Tangentially related Technology Connections video: The Numitron: An obvious idea that wasn't very bright
It can be argued that the Roman empire didn't truly end until WWI in 1918, 106 years ago.
The fall of the Byzantine Empire (aka the Eastern Roman Empire) resulted in a number of subdivided but diplomatically aligned states. By the end of the 19th century a number of European powers were still vying for some claim to the lineage of the Roman Empire (and the Emperor title). But as consequence of the war, the German/Prussian, Austro-Hungarian and Ottoman empires we're all dismantled (and France was out or the running because of the revolution) so every entity with a claim was dead or out of power for the first time since the 11th century.
The iPod was discontinued in 2022. I'm guessing there's already a lot of kids who have no idea where the term "podcast" comes from.
The Famicom Disk System, which uses a kind of floppy disk for the Japanese market NES, had kiosks where you could copy games onto disks. The last of those kiosks were removed in 2003 It overlapped the Game Cube.
I'm old enough to remember when iPods first came out but somehow I didn't realise podcast came from the word iPod. TIL!
Apple didn't invent the concept of podcasts, but they sure popularized them. They used to be called syndicated audio, and were pretty niche. Then Apple added it as a feature of iTunes. The idea was that because your iPod didn't have any wifi or data connection, you couldn't listen to new content while out and about. So you would plug your iPod into your computer with iTunes to sync down all the latest content before you leave for the day. Then they needed feeds of new content to provide to the users, so lots of new episodicals were started, and Apple grouped them under the umbrella of "podcasts".
Wasn't it just not fancy rss?
Yeah, it was (and still is) a feature that was added to the RSS protocol.
Juno is still around and still offers dialup internet plans. Earthlink was still offering dialup until last year.
Audio CDs are still around. While they're surely not the medium people listen music from, they will most likely be on the merch table at the next concert you go to.
Do people really think audio CDs aren't around anymore? I bought several audio CDs in the last few years, I prefer to have local copies of music I like rather than depending on a streaming service.

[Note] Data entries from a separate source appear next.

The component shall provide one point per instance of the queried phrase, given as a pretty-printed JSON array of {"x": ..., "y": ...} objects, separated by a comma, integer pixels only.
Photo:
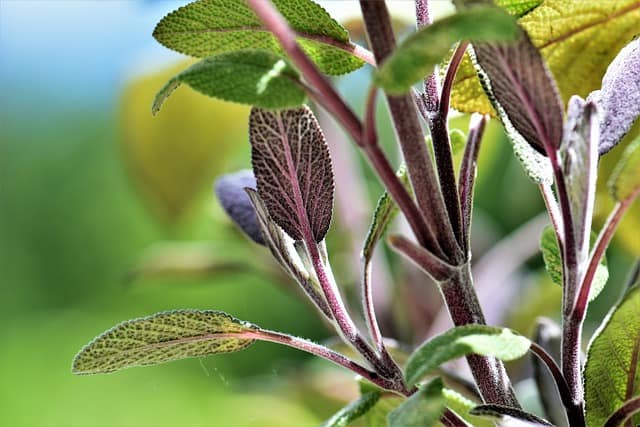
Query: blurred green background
[{"x": 92, "y": 188}]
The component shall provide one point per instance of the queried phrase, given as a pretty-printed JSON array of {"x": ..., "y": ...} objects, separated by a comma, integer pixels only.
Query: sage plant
[{"x": 277, "y": 55}]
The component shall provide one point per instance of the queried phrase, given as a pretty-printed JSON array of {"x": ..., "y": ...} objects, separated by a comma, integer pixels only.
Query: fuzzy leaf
[
  {"x": 521, "y": 84},
  {"x": 417, "y": 56},
  {"x": 386, "y": 210},
  {"x": 619, "y": 97},
  {"x": 423, "y": 409},
  {"x": 462, "y": 341},
  {"x": 252, "y": 77},
  {"x": 612, "y": 371},
  {"x": 292, "y": 165},
  {"x": 553, "y": 262},
  {"x": 354, "y": 410},
  {"x": 579, "y": 153},
  {"x": 230, "y": 190},
  {"x": 625, "y": 179},
  {"x": 163, "y": 337},
  {"x": 210, "y": 27},
  {"x": 505, "y": 414},
  {"x": 577, "y": 39}
]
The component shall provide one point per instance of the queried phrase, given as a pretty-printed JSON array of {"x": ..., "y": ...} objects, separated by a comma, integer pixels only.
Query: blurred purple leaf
[
  {"x": 230, "y": 192},
  {"x": 619, "y": 97},
  {"x": 293, "y": 169}
]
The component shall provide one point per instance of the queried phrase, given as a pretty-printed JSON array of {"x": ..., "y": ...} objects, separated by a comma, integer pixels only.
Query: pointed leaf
[
  {"x": 612, "y": 371},
  {"x": 577, "y": 39},
  {"x": 417, "y": 56},
  {"x": 508, "y": 414},
  {"x": 209, "y": 27},
  {"x": 161, "y": 338},
  {"x": 292, "y": 165},
  {"x": 230, "y": 190},
  {"x": 423, "y": 409},
  {"x": 625, "y": 179},
  {"x": 252, "y": 77},
  {"x": 515, "y": 74},
  {"x": 354, "y": 410},
  {"x": 462, "y": 341},
  {"x": 619, "y": 97}
]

I'm a CD collector, they're definitely underrated
One of the only things I've encountered in life that provides greater joy than sex is the feeling of finding an awesome super underground CD in a $1 garbage bin at the local record shop.
Favorite findings:
Everything was beautiful and nothing hurt, Sad Tropics
Sunswimmer, New Madrid
New Moon Daughter, Cassandra Wilson
On that note, vinyls have overtaken CDs in sales again
Women's suffrage was ratified in US constitution 1920. But probably not for much longer.
Up until 1997 rape within a marriage wasn't defined as a crime in Germany. Because it was specifically defined as an act outside of marriage. Our (probably) next chancellor Friedrich Merz voted against the bill that finally made it a crime!
The human race went extinct about 17 years ago. We're all secretly something else, but we don't tell you about it until you're 45.
Some women in Swiss were only allowed to vote in 1984.
Cleopatra is closer to us than she was from the great pyramid construction.
It helps to remember that Cleopatra was both from a completely different incarnation of Egypt and that she was the last independent pharaoh before Egypt became a Roman province.
A mainframe computer is probably still processing your paycheck in either your company or the bank.
...and doing at least part of it in COBOL. Random fact: there are about 10,000 mainframe computers still in use around the world.
Leaded fuel. Avgas is 100-octane leaded gasoline that is still being used by most small aircraft piston engines. Lead-free alternatives exist, but production and supply infrastructure is nonexistent.
Jim Crow.
The south still has similar voting restrictions, it's just the supreme court stopped caring and said 'sure, whatevs'.